The motion picture Pearl Harbor brought back, once again, the horrors and heroics of World War II.  The war, the “big one” as its veterans call it, continues to be on the collective mind of the nation.    Movies like Saving Private Ryan and books like Tom Brokaw’s GreatestGeneration honor the men and women, in uniform and on the “home front,” who sacrificed to serve their country.   A memorial to them now stands on the National Mall in Washington.    

            Perhaps forgotten among the heroes of World War II is a newspaper correspondent from Indiana.  His name was Ernie Pyle.   His column was the most widely read during the war, appearing in over 200 newspapers.  Author James Tobin has called him “America’s Eyewitness to World War II.”

            Ernie was not content to sit behind the lines and simply forward dispatches sent by officers in the field.  He lived with the soldiers, crouching in foxholes and dodging enemy fire.  His reports contained, not the exploits of the brass, but the heroics of buck privates and corporals who did most of the fighting.  He loved the infantry, writing “they are the mud-rain-frost-and-wind boys.  They have no comforts, and they even learn to live without necessities.”

            A friend of Ernie’s, writer John Steinbeck, said this:

                        There are really two wars and they haven’t much to do with each other.             There is the war of maps and logistics, of campaigns, of ballistics, armies, divisions           and regiments--and that is General Marshall’s war.

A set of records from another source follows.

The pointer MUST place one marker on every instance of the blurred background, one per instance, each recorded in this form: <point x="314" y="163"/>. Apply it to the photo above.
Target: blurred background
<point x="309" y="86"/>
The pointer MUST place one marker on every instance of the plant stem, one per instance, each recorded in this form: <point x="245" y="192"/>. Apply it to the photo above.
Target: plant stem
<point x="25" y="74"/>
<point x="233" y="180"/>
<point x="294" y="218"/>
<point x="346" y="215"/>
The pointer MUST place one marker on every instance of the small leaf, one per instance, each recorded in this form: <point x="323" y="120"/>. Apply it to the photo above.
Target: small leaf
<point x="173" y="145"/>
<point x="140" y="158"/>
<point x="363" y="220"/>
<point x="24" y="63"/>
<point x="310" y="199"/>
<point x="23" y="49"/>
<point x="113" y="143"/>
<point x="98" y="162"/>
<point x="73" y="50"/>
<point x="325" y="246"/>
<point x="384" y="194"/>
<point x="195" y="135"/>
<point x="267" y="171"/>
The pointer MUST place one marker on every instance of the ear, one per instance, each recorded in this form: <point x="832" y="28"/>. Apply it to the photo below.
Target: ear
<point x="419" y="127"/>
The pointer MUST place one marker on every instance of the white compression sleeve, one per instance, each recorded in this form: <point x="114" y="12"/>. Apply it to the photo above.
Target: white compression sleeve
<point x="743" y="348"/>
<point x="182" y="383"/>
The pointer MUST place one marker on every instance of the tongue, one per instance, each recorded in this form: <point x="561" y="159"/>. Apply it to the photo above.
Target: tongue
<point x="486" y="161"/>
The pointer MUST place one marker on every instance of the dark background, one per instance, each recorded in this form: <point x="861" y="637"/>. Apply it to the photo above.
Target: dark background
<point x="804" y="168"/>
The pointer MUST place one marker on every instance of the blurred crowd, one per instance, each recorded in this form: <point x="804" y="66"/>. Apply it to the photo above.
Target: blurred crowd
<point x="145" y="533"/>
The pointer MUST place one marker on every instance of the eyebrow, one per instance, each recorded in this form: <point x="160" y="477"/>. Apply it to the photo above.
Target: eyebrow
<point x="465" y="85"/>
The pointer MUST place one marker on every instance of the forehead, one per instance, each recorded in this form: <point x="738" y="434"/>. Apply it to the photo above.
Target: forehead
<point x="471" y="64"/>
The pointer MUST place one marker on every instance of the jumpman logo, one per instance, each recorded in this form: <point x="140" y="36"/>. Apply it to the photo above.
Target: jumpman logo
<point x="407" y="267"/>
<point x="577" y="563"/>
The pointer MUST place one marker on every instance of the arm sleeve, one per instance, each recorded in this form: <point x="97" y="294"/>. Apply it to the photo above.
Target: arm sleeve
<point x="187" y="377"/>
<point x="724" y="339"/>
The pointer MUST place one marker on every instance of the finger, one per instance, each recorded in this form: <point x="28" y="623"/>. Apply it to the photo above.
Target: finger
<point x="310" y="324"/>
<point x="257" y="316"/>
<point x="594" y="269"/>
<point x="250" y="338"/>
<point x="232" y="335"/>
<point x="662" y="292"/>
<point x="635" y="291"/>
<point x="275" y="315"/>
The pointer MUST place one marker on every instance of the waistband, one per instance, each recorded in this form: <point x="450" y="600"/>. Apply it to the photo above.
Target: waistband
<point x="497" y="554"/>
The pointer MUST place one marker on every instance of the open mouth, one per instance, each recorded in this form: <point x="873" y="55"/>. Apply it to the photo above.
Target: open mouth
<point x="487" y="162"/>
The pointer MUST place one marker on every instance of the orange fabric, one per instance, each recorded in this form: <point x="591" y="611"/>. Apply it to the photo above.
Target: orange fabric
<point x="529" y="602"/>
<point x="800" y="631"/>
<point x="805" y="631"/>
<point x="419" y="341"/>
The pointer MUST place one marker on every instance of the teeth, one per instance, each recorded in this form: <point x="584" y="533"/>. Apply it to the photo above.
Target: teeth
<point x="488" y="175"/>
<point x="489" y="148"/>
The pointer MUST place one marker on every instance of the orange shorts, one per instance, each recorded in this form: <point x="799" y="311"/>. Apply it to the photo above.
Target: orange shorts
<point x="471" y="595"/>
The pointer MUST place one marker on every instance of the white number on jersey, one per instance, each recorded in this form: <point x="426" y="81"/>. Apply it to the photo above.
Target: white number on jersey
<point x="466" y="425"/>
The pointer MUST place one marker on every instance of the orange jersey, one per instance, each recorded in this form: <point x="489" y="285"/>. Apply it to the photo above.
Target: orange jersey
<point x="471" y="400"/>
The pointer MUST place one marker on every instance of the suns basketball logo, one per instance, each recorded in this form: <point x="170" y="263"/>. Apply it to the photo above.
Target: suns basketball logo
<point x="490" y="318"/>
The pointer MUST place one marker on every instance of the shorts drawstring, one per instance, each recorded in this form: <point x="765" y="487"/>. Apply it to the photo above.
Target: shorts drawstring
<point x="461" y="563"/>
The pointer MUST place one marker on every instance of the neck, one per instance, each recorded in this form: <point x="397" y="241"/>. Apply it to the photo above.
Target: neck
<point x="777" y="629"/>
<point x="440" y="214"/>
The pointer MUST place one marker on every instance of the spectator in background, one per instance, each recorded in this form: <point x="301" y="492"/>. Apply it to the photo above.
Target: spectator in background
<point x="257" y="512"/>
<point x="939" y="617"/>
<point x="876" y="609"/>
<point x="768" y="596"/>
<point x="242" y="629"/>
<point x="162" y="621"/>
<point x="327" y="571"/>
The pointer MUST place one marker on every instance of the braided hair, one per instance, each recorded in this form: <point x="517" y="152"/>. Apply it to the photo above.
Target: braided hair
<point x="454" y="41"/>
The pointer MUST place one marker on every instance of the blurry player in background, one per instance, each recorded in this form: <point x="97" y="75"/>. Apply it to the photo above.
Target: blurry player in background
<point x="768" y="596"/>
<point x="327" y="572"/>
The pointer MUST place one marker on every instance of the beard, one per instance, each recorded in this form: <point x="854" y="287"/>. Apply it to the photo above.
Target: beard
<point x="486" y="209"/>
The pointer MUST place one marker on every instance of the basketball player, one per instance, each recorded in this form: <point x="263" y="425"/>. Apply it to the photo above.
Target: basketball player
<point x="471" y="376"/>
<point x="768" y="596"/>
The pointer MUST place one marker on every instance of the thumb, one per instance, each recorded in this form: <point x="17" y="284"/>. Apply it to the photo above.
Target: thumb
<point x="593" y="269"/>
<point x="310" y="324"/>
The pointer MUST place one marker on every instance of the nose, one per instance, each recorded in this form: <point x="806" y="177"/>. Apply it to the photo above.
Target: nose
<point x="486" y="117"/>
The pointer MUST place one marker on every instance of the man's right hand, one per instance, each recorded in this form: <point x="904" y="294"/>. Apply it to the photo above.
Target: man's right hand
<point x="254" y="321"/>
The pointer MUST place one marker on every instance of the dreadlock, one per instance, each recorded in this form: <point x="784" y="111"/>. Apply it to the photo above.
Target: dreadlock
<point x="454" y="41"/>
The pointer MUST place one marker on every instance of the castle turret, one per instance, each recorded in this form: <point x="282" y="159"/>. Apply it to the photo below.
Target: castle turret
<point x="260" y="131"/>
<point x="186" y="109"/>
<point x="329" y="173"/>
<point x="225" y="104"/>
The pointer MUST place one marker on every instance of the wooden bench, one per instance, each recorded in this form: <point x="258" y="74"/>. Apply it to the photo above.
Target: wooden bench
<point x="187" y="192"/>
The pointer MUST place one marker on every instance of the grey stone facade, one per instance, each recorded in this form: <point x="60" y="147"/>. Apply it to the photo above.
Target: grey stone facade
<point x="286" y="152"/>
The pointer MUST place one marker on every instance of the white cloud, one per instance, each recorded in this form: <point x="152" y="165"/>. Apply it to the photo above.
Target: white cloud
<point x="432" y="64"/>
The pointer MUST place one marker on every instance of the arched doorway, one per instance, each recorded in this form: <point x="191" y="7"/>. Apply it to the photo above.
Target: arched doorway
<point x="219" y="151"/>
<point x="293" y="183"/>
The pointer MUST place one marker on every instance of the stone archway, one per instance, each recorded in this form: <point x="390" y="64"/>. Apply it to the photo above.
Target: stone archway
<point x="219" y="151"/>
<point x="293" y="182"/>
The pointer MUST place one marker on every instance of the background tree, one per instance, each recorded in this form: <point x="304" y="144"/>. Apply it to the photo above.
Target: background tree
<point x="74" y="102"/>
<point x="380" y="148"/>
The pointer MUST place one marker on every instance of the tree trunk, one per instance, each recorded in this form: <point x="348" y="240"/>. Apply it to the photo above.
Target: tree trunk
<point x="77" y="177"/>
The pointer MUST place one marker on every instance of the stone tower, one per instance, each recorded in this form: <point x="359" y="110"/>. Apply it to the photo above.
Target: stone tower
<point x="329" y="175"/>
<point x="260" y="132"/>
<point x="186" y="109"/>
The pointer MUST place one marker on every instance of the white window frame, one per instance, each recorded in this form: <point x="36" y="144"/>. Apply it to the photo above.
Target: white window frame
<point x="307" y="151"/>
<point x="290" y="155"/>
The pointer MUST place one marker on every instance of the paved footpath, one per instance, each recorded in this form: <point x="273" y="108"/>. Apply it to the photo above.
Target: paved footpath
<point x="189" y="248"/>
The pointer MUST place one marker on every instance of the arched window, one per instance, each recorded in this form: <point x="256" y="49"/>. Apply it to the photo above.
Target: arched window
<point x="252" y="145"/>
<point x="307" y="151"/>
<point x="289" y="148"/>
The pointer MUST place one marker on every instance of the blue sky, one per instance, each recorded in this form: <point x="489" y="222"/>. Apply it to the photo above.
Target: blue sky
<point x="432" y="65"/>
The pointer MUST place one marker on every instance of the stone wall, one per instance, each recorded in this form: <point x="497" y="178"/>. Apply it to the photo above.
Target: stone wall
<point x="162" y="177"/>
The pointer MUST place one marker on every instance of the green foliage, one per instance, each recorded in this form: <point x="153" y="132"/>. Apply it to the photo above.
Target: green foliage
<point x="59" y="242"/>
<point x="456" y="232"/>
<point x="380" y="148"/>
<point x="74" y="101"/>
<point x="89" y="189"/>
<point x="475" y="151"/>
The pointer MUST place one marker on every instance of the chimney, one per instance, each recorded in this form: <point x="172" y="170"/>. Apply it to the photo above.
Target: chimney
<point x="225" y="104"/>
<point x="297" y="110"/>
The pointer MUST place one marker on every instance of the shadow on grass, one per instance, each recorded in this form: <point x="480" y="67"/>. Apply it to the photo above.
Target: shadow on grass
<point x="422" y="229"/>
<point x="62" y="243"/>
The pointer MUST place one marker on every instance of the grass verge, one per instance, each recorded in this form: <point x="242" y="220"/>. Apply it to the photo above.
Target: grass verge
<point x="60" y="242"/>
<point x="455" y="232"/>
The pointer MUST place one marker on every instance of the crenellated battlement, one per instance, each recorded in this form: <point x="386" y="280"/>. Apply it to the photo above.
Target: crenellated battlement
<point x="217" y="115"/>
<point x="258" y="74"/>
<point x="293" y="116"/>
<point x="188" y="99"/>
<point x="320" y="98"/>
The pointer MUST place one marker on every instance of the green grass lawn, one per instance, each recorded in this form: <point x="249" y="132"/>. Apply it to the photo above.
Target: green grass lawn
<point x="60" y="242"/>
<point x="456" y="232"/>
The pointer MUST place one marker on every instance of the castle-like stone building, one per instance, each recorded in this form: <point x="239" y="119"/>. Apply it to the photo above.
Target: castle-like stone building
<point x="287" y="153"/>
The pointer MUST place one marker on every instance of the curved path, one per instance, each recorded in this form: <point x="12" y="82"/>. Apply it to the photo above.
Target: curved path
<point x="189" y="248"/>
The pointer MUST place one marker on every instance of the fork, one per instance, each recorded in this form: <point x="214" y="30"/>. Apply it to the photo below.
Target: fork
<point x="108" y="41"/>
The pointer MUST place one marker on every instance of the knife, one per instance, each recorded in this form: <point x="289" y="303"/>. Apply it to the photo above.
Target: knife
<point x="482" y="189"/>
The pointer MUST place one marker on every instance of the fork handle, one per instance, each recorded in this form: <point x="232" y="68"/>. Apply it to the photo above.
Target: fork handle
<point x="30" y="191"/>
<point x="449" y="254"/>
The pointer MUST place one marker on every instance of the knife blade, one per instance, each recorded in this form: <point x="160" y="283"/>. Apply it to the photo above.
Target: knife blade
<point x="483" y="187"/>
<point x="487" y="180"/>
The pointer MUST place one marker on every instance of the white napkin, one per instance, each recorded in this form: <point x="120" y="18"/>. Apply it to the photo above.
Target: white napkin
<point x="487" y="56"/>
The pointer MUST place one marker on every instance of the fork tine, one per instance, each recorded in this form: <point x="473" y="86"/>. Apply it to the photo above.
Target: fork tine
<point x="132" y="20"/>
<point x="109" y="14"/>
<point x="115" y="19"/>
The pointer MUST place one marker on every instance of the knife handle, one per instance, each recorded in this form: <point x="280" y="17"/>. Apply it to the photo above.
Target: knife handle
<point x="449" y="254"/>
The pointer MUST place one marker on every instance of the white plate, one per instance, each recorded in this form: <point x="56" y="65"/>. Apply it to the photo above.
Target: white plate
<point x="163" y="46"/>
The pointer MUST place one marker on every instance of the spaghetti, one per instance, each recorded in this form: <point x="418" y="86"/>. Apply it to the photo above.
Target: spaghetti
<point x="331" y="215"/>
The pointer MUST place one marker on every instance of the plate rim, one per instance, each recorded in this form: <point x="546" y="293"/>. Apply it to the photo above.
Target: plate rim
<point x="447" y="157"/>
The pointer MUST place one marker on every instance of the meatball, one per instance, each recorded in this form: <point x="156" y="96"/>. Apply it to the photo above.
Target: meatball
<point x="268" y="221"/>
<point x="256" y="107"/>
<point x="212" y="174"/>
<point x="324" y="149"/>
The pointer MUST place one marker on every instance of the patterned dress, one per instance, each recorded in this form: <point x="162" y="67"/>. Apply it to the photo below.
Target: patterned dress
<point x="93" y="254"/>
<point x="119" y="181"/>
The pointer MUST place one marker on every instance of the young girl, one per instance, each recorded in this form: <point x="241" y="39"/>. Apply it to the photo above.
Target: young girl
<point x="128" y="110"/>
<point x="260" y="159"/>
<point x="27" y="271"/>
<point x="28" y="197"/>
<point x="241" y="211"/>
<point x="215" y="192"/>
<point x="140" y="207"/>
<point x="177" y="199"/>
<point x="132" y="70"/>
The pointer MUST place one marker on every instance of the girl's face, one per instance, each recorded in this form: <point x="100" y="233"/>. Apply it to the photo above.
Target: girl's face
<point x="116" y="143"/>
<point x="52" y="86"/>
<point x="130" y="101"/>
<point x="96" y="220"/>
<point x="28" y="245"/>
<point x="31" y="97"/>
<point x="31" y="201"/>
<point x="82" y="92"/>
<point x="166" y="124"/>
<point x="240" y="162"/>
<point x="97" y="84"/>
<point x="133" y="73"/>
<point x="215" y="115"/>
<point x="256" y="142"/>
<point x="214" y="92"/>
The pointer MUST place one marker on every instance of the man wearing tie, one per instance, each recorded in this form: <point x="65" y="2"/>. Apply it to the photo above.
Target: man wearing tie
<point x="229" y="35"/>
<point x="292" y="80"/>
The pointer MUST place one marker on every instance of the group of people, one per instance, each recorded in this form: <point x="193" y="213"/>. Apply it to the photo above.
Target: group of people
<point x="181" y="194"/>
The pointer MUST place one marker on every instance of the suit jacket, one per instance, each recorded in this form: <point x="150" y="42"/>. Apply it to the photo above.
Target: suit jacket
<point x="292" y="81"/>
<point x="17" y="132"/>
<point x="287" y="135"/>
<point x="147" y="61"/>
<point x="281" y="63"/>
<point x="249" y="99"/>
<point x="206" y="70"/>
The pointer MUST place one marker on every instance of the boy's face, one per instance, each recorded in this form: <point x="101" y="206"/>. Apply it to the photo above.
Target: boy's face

                        Then there is the war of the homesick, weary, funny, violent, common men         who wash their socks in their helmets, complain about the food, whistle at the     Arab girls, or any girls for that matter, and bring themselves through as dirty a business as the world has ever seen and do it with humor and dignity and courage--and that is Ernie Pyle’s war.


           Through his beans and bootstrap writing, Ernie gave a voice and a face to the ordinary GI.  He was with the boys as the Allies invaded North Africa, Italy and Normandy and chronicled the life of the average “Joe” in uniform.  “Sherman was right,” Ernie wrote.  War is “tired and dirty soldiers who are alive and don’t want to die, of long darkened convoys in the middle of the night, of shocked silent men wandering back from the hill of battle, of jeeps and petrol dumps and smelly bedding rolls and C rations and cactus patches and blown bridges and dead mules and hospital beds and shirt collars greasy-black from months of wearing, and of laughter, too, and anger and wine and lovely flowers and constant cussing.  All those it is composed of; and of graves and graves and graves.”

            In 1944, Ernie was awarded the Pulitzer Prize for distinguished correspondence.  Books like Brave Men and Here is Your War became best sellers.  Yet he stayed in the ranks, scribbling notes, getting it down for the folks back home.  For family and friends left behind, Ernie was a link to loved ones in faraway lands.  In his book My War,  Andy Rooney said “it was Ernie’s compassion for life and his attention to details that seemed insignificant to the rest of us that made him the best of the war correspondents.”  Biographer Lee G. Miller writes, “No other journalist ever evoked such mass affection as was accorded him during his meager tenure as a national figure.  With vivid detail and human insight, he made the war real to the home front.”

            Ernie Pyle was killed in action on April 19, 1945, downed by Japanese sniper fire on the island of Ie Shima, west of Okinawa.  His death made headlines across America and around the world.  GI's everyone mourned the death of one who had spoken for them.

            World War II ended 70 years ago.  Most of the soldiers are gone.  It is all history book stuff now.  Faded, too, is the fame of Hoosier Ernie Pyle.  His hometown, of course, has not forgotten.  His birthplace in Dana is carefully preserved and now serves as a World War II museum.   


         What might please Ernie Pyle the most is the Lifetime Achievement Award from the National Society of Newspaper Columnists.  The award, presented annually since 2003, is named for him.